Classification of remotely sensed images with very high spatial resolution is investigated. The proposed method deals with the joint use of the spatial and the spectral information provided by the remote-sensing images. A definition of an adaptive neighborhood system is considered. Based on morphological area filtering, the spatial information associated with each pixel is modeled as the set of connected pixels with an identical gray value (flat zone) to which the pixel belongs: The pixels neighborhood is characterized by the vector median value of the corresponding flat zone. The spectral information is the original pixels value, be it a scalar or a vector value.
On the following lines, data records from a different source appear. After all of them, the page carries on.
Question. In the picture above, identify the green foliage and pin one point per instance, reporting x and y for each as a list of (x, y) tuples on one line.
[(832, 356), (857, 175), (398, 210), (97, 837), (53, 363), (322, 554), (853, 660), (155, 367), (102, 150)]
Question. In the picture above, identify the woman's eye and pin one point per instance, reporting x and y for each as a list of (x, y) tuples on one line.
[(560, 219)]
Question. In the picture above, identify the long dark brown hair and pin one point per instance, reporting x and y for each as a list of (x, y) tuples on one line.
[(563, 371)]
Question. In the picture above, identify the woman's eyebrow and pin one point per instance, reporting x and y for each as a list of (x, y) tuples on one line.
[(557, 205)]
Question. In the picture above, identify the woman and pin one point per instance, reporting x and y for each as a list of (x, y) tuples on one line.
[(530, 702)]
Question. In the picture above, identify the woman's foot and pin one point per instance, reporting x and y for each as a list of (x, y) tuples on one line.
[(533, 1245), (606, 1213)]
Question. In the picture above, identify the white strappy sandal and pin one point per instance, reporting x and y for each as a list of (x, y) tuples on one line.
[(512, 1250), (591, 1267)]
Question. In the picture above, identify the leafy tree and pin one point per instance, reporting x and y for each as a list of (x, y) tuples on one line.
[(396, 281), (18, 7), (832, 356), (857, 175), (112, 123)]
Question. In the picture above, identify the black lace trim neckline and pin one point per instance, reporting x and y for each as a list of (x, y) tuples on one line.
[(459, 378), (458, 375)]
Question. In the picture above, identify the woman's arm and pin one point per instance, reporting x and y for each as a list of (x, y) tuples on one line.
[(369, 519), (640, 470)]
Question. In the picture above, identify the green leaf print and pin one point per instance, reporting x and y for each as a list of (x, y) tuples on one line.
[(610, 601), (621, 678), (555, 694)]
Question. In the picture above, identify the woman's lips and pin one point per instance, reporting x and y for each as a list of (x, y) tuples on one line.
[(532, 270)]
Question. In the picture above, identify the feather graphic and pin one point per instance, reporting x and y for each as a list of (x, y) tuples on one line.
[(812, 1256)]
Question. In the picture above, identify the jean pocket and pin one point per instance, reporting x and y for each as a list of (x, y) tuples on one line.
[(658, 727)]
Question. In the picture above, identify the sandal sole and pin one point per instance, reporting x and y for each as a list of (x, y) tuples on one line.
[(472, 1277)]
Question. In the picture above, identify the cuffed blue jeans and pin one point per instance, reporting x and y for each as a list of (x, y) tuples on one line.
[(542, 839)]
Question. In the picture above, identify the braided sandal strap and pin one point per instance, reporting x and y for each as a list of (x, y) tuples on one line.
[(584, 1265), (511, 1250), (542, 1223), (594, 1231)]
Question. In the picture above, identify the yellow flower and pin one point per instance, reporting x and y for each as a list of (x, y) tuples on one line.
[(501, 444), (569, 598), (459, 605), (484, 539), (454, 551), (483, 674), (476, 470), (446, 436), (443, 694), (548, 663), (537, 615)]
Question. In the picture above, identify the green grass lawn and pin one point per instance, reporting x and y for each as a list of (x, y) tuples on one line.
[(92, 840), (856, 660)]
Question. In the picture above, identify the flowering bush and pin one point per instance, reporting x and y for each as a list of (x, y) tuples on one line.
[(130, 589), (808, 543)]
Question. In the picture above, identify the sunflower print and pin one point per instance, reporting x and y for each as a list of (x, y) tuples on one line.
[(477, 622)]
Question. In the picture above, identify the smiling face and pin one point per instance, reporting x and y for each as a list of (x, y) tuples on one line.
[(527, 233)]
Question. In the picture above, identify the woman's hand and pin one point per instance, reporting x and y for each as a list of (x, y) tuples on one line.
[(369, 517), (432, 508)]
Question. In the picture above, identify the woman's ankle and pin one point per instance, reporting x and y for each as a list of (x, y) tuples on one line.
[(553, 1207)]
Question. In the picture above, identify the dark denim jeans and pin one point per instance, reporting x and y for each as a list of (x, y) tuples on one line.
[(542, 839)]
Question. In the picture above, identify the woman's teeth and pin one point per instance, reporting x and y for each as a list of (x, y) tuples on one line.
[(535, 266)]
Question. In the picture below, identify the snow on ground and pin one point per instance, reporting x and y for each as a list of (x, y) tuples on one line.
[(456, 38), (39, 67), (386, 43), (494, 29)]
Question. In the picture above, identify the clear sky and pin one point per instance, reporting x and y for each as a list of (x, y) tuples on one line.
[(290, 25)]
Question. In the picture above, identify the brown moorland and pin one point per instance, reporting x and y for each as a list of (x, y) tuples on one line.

Using kernel methods, the spatial and spectral information are jointly used for the classification through a support vector machine formulation. Experiments on hyperspectral and panchromatic images are presented and show a significant increase in classification accuracies for peri-urban area: For instance, with the first data set, the overall accuracy is increased from 80% with a conventional support vectors machines classifier to 86% with the proposed approach. Comparisons with other contextual methods show that the method is competitive.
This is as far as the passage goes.